Keputusan ini menimbulkan banyak perdebatan di kalangan masyarakat. Pakar gizi dari Universitas Airlangga, Mahmud Aditya Rifqi, Ph.D., mengungkapkan bahwa perubahan ini merupakan tantangan bagi ahli gizi dalam menyusun menu makan bergizi dengan anggaran yang terbatas, dilansir dari Kompas.com.
Menurutnya, penggunaan bahan pangan lokal dapat menjadi solusi yang efektif dalam mengatasi kendala biaya tersebut, dilansir dari Kompas.com.
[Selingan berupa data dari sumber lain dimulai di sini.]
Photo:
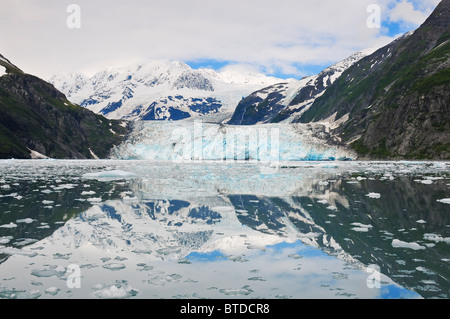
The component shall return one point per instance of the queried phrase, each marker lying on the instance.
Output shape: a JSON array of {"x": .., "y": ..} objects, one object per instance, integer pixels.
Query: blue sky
[{"x": 284, "y": 38}]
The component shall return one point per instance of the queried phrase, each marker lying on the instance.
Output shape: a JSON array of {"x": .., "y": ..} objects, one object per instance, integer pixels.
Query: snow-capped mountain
[
  {"x": 288, "y": 101},
  {"x": 161, "y": 90}
]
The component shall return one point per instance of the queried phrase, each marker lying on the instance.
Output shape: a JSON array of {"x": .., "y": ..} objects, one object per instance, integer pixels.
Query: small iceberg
[{"x": 110, "y": 175}]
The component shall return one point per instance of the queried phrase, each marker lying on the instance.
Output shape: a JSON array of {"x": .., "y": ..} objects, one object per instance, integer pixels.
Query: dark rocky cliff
[
  {"x": 35, "y": 116},
  {"x": 398, "y": 99}
]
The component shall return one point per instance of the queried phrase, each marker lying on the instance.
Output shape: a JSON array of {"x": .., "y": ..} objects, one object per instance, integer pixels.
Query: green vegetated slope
[
  {"x": 397, "y": 99},
  {"x": 35, "y": 116}
]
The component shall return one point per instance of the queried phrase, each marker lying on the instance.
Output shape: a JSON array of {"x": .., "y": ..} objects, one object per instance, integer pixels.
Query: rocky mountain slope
[
  {"x": 36, "y": 120},
  {"x": 161, "y": 90},
  {"x": 288, "y": 101},
  {"x": 398, "y": 99}
]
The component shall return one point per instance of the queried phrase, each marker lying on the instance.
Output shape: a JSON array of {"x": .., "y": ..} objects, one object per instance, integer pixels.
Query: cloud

Pangan lokal seperti ikan lele, nila, dan gurami memiliki kandungan gizi yang tidak kalah dengan protein hewani lainnya seperti ayam atau daging.
ahmud menjelaskan bahwa ikan-ikan air tawar ini melimpah di Indonesia dan memiliki harga yang lebih terjangkau.
Selain itu, ikan-ikan tersebut juga mudah didapatkan dan memiliki kandungan protein yang sangat baik untuk tubuh. Penggunaan ikan lokal dapat menjadi alternatif yang sangat baik untuk penyediaan makan siang gratis dengan nilai gizi yang optimal.
Bahan nabati seperti kacang-kacangan juga bisa menjadi pilihan tepat dalam menyiasati keterbatasan anggaran. Kacang hijau, kacang merah, kedelai lokal, tempe, dan tahu dapat dijadikan sumber protein yang sehat dan ekonomis.
Mahmud menambahkan bahwa bahan pangan lokal memiliki keuntungan lain, yaitu mudah didapatkan dan minim pengawetan, sehingga lebih aman dikonsumsi. Proses farm to table yang lebih singkat juga menjadikan pangan lokal lebih segar dan kaya gizi.
Namun, tantangan terbesar dalam penggunaan pangan lokal adalah masih banyaknya masyarakat yang belum familiar dengan potensi pangan lokal. Mahmud mengingatkan pentingnya sinergi antara pemerintah, masyarakat, dan akademisi untuk mempromosikan pangan lokal secara masif agar dapat diterima dengan baik oleh semua kalangan.